On a journey to Tuscany with her young friend and travelling companion Caroline Abbott, widowed Lilia Herriton falls in love with Gino, a handsome Italian man much younger than herself, and decides to stay. Furious, her dead husband's family send Lilia's brother-in-law Philip to Italy to prevent a misalliance, but he arrives too late. Lilia has already married Gino and becomes pregnant again. She gives birth to a son, but dies in childbirth. Caroline decides to go to Tuscany again to save the child from what she perceives will be a difficult life. Not to be outdone, the Herritons send Philip again to Italy, this time accompanied by his sister Harriet, to save the family's reputation. In the public eye, they make it known that it is both their right and their duty to travel to Italy to obtain custody of the infant so that he can be raised as an Englishman. Secretly, though, they have no regard for the child, only public appearances.

Philip and Harriet meet Caroline in Monteriano. Both Philip and Caroline eventually fall under the charm of Italy, which causes them to waver in their original purpose.
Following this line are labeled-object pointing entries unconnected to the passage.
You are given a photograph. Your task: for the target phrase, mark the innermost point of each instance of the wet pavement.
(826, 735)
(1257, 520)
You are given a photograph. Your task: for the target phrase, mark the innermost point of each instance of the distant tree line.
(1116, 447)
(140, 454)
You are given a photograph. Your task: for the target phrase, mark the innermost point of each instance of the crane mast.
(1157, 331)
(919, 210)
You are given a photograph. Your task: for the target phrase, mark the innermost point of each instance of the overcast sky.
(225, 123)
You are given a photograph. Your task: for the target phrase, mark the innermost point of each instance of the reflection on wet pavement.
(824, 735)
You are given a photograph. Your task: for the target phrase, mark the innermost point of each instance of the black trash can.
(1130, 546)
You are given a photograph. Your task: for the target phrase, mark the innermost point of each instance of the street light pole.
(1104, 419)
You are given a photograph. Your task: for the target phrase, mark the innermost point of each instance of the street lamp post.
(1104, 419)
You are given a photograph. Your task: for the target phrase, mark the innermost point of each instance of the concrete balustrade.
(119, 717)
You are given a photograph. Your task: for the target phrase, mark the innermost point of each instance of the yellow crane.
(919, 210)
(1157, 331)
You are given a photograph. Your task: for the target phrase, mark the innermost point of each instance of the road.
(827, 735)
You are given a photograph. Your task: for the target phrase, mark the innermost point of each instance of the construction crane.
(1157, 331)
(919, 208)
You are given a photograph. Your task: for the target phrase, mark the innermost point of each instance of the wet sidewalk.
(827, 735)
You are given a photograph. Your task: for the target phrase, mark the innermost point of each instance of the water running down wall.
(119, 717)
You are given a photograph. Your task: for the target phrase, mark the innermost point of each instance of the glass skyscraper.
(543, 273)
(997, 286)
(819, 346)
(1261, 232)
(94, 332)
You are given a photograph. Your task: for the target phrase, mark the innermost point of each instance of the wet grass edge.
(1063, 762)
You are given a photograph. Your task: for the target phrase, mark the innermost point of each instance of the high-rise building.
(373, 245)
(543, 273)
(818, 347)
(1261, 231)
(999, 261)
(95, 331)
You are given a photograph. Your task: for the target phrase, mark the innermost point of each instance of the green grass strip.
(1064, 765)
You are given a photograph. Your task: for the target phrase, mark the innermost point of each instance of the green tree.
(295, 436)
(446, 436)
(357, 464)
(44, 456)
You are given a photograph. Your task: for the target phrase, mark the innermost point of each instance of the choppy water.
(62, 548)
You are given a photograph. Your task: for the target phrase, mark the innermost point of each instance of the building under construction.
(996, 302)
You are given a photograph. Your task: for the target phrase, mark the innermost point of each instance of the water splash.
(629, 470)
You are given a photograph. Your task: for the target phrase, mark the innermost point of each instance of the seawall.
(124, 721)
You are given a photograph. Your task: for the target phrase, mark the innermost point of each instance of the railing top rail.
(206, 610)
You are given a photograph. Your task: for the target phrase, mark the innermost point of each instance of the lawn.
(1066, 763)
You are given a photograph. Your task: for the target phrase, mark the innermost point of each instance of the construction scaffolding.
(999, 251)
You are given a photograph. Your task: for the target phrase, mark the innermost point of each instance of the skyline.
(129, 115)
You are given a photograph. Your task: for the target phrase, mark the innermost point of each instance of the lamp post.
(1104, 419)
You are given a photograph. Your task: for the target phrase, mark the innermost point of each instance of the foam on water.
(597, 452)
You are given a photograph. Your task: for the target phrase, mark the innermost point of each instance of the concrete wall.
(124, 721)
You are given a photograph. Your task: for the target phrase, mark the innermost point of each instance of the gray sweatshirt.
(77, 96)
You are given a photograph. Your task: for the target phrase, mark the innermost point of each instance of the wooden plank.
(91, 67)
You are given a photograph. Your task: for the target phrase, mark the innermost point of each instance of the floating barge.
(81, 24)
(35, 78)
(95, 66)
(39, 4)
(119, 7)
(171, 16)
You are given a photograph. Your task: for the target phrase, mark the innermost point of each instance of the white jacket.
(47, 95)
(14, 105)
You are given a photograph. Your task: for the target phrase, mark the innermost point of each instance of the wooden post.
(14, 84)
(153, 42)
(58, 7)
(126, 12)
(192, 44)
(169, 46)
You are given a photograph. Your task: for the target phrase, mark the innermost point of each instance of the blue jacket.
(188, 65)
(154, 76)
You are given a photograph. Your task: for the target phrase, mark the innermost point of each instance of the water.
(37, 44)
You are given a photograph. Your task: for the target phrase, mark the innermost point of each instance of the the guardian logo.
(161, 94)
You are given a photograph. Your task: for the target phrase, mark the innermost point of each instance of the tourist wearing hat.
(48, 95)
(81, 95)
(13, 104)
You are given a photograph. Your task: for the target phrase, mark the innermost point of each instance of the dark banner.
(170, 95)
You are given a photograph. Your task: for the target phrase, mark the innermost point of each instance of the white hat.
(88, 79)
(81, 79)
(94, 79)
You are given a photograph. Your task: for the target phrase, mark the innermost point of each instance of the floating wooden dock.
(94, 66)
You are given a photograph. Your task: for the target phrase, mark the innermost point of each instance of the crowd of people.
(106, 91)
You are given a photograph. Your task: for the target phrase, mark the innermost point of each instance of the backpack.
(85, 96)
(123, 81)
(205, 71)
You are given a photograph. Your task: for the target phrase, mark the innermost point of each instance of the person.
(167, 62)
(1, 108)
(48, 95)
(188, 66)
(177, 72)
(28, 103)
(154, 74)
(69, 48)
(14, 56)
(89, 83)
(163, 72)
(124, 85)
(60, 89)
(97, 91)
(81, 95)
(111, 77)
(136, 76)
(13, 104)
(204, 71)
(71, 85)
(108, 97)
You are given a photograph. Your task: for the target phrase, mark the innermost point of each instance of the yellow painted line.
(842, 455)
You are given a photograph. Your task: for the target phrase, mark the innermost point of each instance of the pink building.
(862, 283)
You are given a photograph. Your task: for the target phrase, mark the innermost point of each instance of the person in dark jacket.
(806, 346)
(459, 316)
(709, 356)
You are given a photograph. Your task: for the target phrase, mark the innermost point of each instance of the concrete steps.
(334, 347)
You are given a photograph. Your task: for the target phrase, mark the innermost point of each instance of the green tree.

They further learn that Gino is fiercely devoted to his and Lilia's infant son. As they admit defeat in their mission however, Harriet kidnaps the baby, but the baby is accidentally killed when the carriage he is in overturns. Gino, hearing the news, attacks Phillip, but the two are reconciled after Caroline's mediation. Gino's physical outburst toward Philip in response to the news makes Philip realise what it is like to truly be alive. Harriet is thoroughly upset, as she puts it, but quickly returns to her normal state. Finally, as Philip and Caroline return to England, he realises that he is in love with Caroline but that he can never be with her, because she admits, dramatically, to being in love with Gino.

==Writing==
With a working title of "The Rescue", Forster began the novel in late 1904, completing ten chapters in one month. He modelled the character of Philip Herriton on Professor Edward J Dent. "He knew this, and took an interest in his own progress", said Forster. The author proposed to call the book "Monteriano" but the publishers didn't like it. It was Dent who contributed the final title.

==Critical reception==
The reviewer for UK daily newspaper The Manchester Guardian (forerunner of The Guardian) wrote in August 1905: "Where Angels Fear to Tread is not at all the kind of book that its title suggests. It is not mawkish or sentimental or commonplace. The motive of the story […] is familiar and ordinary enough, but the setting and treatment of this motive are almost startlingly original". The review noted "a persistent vein of cynicism which is apt to repel, but the cynicism is not deep-seated. […] [I]t takes the form of a sordid comedy culminating, unexpectedly and with a real dramatic force, in a grotesque tragedy." It concluded by saying, "We wonder whether EM Forster could be a little more charitable without losing in force and originality. An experiment might be worth trying."

Lionel Trilling wrote, "Forster's first novel appeared in 1905. The author was 26, not a remarkable age at which to have written a first novel unless the novel be, as Forster's was, a whole and mature work dominated by a fresh and commanding intelligence".